After the change was implemented, more inefficient SQL statements could be identified, such as:
select nvl(max(event_seq_no),0) from cstbs_contract_event_log
where contract_ref_no = :b1
--------------------------------------------------------------------
| Id | Operation | Name |
--------------------------------------------------------------------
| 0 | SELECT STATEMENT | |
| 1 | SORT AGGREGATE | |
| 2 | FIRST ROW | |
| 3 | INDEX FULL SCAN (MIN/MAX)| PK01_CSTB_CONTRACT_EVENT_LOG |
--------------------------------------------------------------------
select nvl(max(change_seq_no),0) from cstbs_contract_change_log
where contract_ref_no = :b2 and event_seq_no = :b1
----------------------------------------------------------------------
| Id | Operation | Name |
----------------------------------------------------------------------
| 0 | SELECT STATEMENT | |
| 1 | SORT AGGREGATE | |
| 2 | FIRST ROW | |
| 3 | INDEX RANGE SCAN (MIN/MAX)| PK01_CSTB_CONTRACT_CHANGE_LOG |
----------------------------------------------------------------------
The widespread of the problem ends up confirming that this is not a normal situation, but it would be the incidence of a bug at the optimizer level, being the common denominator to all these sentences that include the MIN and/or MAX operator, and it is precisely this criterion that we used to do a search in My Oracle Support, finding the following:
Bug 8467123 | Poor Performance Of Query With Index Full Scan (Min/Max) |
Bug 11834402 | Cbo Chooses A Slow Index Full Scan (Min/Max) Over A Much Faster Index Range Scan |
Bug 9140303 | Optimizer Choose Wrong Index For Min/Max Sql |
Bug 8323407 | Index Range Scan (Min/Max) Cost Change |
Apparently Oracle introduced in Oracle Server 10.2.0.4 a fix for the bug 5611962 CBO does not use index full scan (MIN/MAX) with part. range iterator, but this fix ended up generating a new bug. The solution? Upgrading to 10.2.0.5 or higher, but it was not feasible in this scenario as it would take some time to implement. Fortunately there is a workaround: disable the fix!

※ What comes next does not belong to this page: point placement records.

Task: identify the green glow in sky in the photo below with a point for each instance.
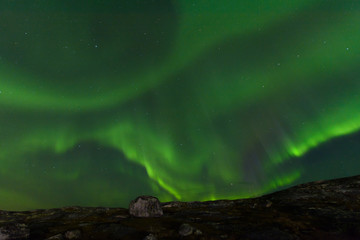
(102, 101)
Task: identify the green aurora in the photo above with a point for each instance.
(102, 101)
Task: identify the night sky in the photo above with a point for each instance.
(102, 101)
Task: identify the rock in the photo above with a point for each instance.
(14, 231)
(186, 230)
(56, 237)
(145, 206)
(73, 234)
(150, 237)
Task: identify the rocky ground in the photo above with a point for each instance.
(317, 210)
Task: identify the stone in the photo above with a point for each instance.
(14, 231)
(145, 206)
(56, 237)
(73, 234)
(186, 230)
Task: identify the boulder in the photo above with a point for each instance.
(145, 206)
(14, 231)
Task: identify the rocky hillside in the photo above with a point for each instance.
(316, 210)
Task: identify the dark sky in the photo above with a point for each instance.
(102, 101)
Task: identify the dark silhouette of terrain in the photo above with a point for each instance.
(317, 210)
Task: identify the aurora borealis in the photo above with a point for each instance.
(102, 101)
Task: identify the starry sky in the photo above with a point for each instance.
(103, 101)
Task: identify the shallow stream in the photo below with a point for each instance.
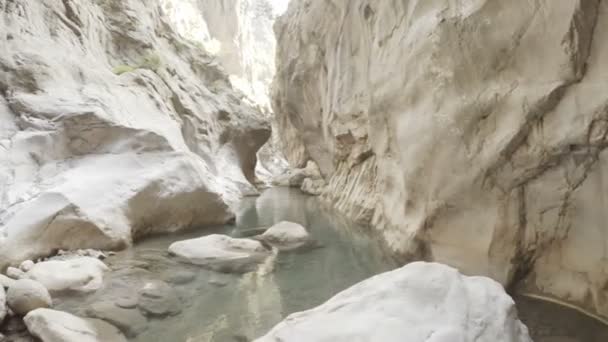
(237, 308)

SQL> alter system set "_fix_control" = "5611962:OFF";
After performing preliminary tests, it is concluded that the workaround is effective, programming its application at the level of the entire instance. After that, the universe of SQL statements of the problematic transaction is reanalyzed, finding that the previously identified statements are now executed efficiently, with new execution plans.
Original situation | 34.2 segundos |
After aplying SQL Profile (2 SQLs) | 8.7 segundos |
After disabling fix for BUG 5611962 | 0.8 segundos |
With these results, the tuning of the application was concluded, obtaining a decrease in execution time by no less than 98%! To date the application is operating normally and the users are happy with the response time, so it is considered one more case solved satisfactorily.